Terrible clickbait titles aside, I wanted to improve on a project from a few weeks ago. Nick Poole gave me the idea of automating the DIY Yagi-Uda antenna/divining rod I had put together in order to find the orientation of the maximum WiFi signal strength.

The execution was straightforward: mount the antenna and ESP8266 Thing Dev Board onto a pan/tilt bracket with some servos. The ESP8266 code was updated to connect to a WiFi access point (AP) and begin sweeping up and down (about 70°) and left to right (about 180°). At 5° increments, the ESP8266 would take an RSSI reading and remember the yaw and pitch settings of the highest RSSI. After sweeping, the antenna automatically returns to the position with the best RSSI.

Here’s a video of it in action:

There are, of course, a number of problems with this whole setup:

  1. The polarization (roll) of the antenna is not taken into consideration. It would require another servo to test vertical and horizontal orientations.
  2. If the antenna were moved, it would obviously require another maximizer sweep.
  3. If you stand in front of the antenna, place your hand near it, or put any sort of object in its line of sight. You change the multipath propagation of the radio waves, which can mess up the sweep tests or change where the best signal strength might be.
  4. I’m still relying on a poorly made DIY antenna. A professionally made directional antenna should, in theory, perform a lot better than my warped popsicle stick and paperclip monstrosity.
  5. Because the sweep arc is limited, the best connection might be behind the antenna.

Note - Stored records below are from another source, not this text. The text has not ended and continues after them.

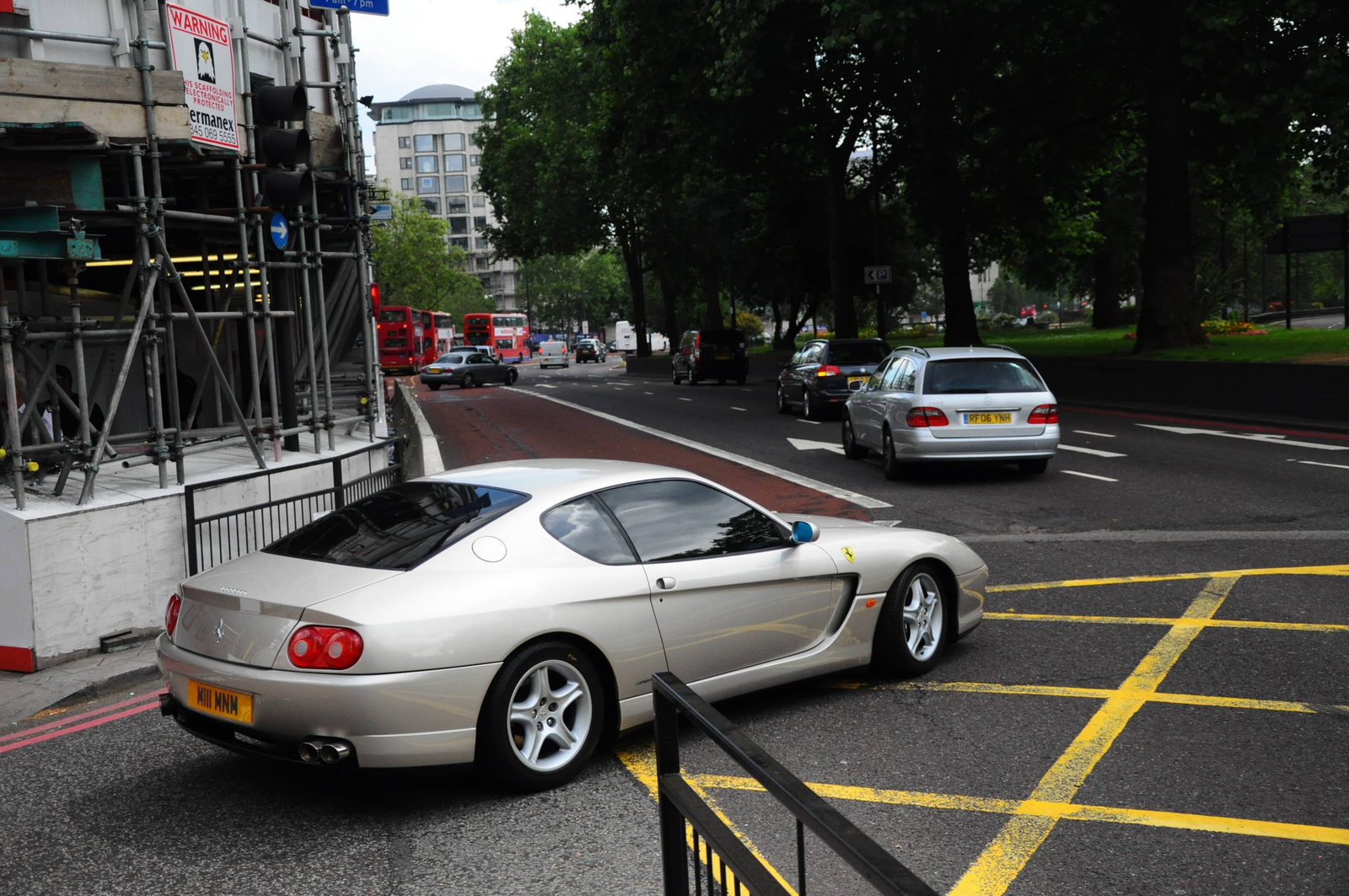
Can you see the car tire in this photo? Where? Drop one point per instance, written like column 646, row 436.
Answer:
column 523, row 729
column 889, row 463
column 852, row 448
column 915, row 624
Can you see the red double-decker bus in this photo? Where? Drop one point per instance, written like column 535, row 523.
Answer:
column 406, row 339
column 506, row 334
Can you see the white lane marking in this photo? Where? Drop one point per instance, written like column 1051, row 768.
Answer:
column 852, row 496
column 1270, row 439
column 806, row 444
column 1317, row 463
column 1092, row 451
column 1072, row 473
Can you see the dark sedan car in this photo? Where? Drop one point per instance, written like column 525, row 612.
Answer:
column 467, row 368
column 820, row 373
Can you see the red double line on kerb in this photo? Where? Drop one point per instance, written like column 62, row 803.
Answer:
column 64, row 727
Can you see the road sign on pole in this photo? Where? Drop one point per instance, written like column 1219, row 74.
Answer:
column 876, row 274
column 373, row 7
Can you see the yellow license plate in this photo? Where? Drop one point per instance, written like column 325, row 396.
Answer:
column 227, row 705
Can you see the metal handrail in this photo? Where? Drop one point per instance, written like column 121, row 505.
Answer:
column 869, row 858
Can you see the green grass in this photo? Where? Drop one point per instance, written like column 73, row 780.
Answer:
column 1279, row 345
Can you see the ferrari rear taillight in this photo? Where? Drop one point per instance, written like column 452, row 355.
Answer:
column 926, row 417
column 172, row 613
column 324, row 647
column 1045, row 415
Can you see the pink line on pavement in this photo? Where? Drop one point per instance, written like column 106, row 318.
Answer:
column 67, row 720
column 80, row 727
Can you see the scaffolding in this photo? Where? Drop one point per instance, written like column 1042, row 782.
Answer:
column 199, row 320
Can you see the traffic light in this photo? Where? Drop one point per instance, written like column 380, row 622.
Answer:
column 283, row 150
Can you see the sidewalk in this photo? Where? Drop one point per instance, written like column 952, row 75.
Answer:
column 24, row 695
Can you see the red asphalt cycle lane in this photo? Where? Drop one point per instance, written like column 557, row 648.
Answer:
column 490, row 424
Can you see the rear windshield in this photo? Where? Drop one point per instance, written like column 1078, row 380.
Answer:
column 858, row 352
column 980, row 375
column 400, row 527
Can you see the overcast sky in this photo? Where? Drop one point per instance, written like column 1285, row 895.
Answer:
column 438, row 42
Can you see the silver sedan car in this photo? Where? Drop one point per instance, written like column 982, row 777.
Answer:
column 513, row 614
column 953, row 404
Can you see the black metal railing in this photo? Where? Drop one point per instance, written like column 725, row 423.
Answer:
column 240, row 530
column 718, row 856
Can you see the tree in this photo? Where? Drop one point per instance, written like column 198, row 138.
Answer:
column 417, row 266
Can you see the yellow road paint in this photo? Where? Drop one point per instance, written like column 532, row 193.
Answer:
column 1004, row 858
column 1207, row 624
column 641, row 764
column 1337, row 570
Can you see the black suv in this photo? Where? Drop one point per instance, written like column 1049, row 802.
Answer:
column 712, row 354
column 818, row 375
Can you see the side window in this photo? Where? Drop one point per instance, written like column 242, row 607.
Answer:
column 583, row 527
column 679, row 520
column 879, row 374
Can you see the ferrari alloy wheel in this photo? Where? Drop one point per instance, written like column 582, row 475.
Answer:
column 914, row 625
column 543, row 716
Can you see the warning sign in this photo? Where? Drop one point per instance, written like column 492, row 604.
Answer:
column 202, row 51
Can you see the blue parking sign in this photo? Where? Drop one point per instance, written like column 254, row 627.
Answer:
column 373, row 7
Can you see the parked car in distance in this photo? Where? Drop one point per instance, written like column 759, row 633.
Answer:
column 818, row 375
column 553, row 354
column 573, row 582
column 953, row 404
column 467, row 368
column 590, row 350
column 712, row 354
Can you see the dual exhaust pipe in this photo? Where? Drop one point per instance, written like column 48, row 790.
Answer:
column 324, row 750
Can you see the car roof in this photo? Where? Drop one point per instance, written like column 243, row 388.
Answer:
column 560, row 478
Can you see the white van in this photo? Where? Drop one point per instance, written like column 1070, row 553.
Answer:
column 553, row 354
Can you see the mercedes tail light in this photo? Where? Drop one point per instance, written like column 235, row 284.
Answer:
column 172, row 613
column 324, row 647
column 1045, row 415
column 926, row 417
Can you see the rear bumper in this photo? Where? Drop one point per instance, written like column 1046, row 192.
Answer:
column 397, row 720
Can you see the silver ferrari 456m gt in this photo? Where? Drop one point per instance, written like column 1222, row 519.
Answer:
column 513, row 614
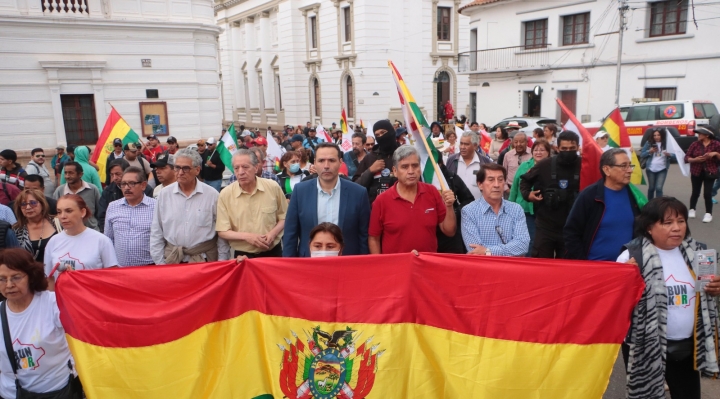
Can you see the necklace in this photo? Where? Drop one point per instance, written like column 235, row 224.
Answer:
column 42, row 232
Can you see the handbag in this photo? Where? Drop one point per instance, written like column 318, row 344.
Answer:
column 680, row 350
column 73, row 389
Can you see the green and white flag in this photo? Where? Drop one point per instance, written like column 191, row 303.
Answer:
column 228, row 146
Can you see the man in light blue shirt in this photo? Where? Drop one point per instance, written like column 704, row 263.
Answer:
column 328, row 198
column 491, row 225
column 328, row 201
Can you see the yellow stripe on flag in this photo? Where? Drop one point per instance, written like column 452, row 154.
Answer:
column 228, row 359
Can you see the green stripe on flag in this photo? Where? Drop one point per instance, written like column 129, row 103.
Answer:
column 418, row 115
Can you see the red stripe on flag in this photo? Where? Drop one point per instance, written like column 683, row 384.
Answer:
column 591, row 153
column 112, row 119
column 529, row 300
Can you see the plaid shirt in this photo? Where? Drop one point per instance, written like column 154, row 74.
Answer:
column 128, row 227
column 504, row 234
column 698, row 149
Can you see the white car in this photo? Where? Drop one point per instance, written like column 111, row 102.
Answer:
column 527, row 124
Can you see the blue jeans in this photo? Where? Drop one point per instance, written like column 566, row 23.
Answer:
column 216, row 184
column 530, row 220
column 656, row 180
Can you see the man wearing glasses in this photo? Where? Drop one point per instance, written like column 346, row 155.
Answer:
column 183, row 228
column 491, row 225
column 128, row 220
column 602, row 219
column 552, row 185
column 36, row 166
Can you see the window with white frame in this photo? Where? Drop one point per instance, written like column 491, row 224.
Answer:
column 443, row 23
column 576, row 29
column 312, row 26
column 347, row 24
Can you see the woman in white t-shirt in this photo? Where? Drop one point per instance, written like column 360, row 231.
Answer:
column 76, row 247
column 43, row 361
column 672, row 316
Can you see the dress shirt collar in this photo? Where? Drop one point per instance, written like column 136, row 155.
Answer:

Here’s a shot of the rig post-maximization:

WiFi maximizer using a pan/tilt bracket and servos

The OLED display shows an updated RSSI to give you an idea of the connection strength even after the sweep is complete. If you think the given dBm might be unacceptable, then you may want to move the rig and test another spot, especially if you are indoors and multipath is an issue.

If you are interested in trying out the WiFi Auto Maximizer for yourself, you can find the pin connections and code here.

This setup could be useful for performing a very basic characterization of antennas (as per 71784’s suggestion) if you are outdoors and have line of sight to an access point. By sweeping through the different angles, you could develop very simple and limited azimuth and elevation plots. It would not be very accurate, but it could still be useful for those of us without access to an anechoic chamber.

If I wanted to buy an inexpensive 2.4 GHz directional antenna (in lieu of DIY) to test with this rig, what would you recommend? Share your thoughts and suggestions in the comments below.


Comments 9 comments

  • If this trick help increase my wifi speed i will be the most happiest person.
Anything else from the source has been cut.